A very hard tangent slope problem. (Algebra)

[Nazrininator]

Here's this problem I'm stuck on. I need to find f'(a) of this problem.

1/(sqrt(x+2))

Here's the work I've done so far.

f'(a) = lim h->0(1/sqrt(a+h+2)-1/sqrt(a+2))/h

lim h->0 ( (sqrt(a+2) - sqrt(a+h+2)) / (sqrt(a+h+2) * (a+2))) / h

lim h->0 (sqrt(a+2) - sqrt(a+h+2)) / (sqrt(a+h+2) * (a+2)) * (1/h)

lim h->0 (sqrt(a+2) - sqrt(a+h+2)) / (h*sqrt(a+h+2) * h*sqrt(a+2))

lim h->0 (sqrt(a+2) - sqrt(a+h+2)) / (sqrt(ah^2+h^3+2h^2) * sqrt(ah^2+2h^2))

I'm not sure what to do with square roots where two variables with addition as well as a number are in a root.

Thank you for your help.

 

[daon2]

You got to this point but somehow had 2 h's tucked in there:

\(\displaystyle \dfrac{\sqrt{a+2}-\sqrt{a+h+2}}{h\sqrt{a+2}\sqrt{a+h+2}}\)

Now, multiply the top and bottom by the conjugate of the numerator:

\(\displaystyle \dfrac{\sqrt{a+2}-\sqrt{a+h+2}}{h\sqrt{a+2}\sqrt{a+h+2}}\cdot \dfrac{\sqrt{a+2}+\sqrt{a+h+2}}{\sqrt{a+2}+\sqrt{a+h+2}} = \dfrac{(a+2)-(a+h+2)}{h\sqrt{a+2}\sqrt{a+h+2}\left(\sqrt{a+2} + \sqrt{a+h+2}\right)}\)

Now simplify

 

[Nazrininator]

Thanks for the help. This is what I did after that.
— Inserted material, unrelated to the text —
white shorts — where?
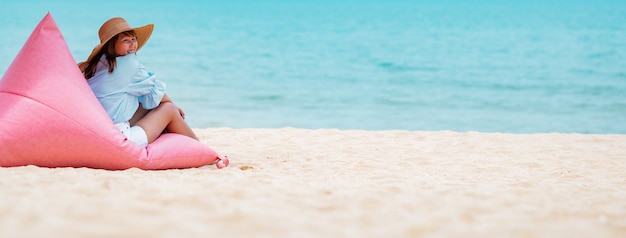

lim h->0\(\displaystyle \dfrac{-h}{h*(a+2)*\sqrt{a+h+2} + h*(a+h+2)*\sqrt{a+2}}\)
lim h->0\(\displaystyle \dfrac{-h}{(ah+2h)*\sqrt{a+h+2} + (h^2+ah+2h)*\sqrt{a+2}}\)

Now I'm still stuck.

 

[daon2]

Your goal, in ALL of these limit problems is to get rid of the h in the denominator. So you should cancel it at your first opportunity.

 

[HallsofIvy]

Are you required to use the "difference quotitient" definition? Writing \(\displaystyle \frac{1}{\sqrt(x+ 2)}\) as \(\displaystyle (x+ 2)^{-1/2}\) makes this an easy application of the "power law".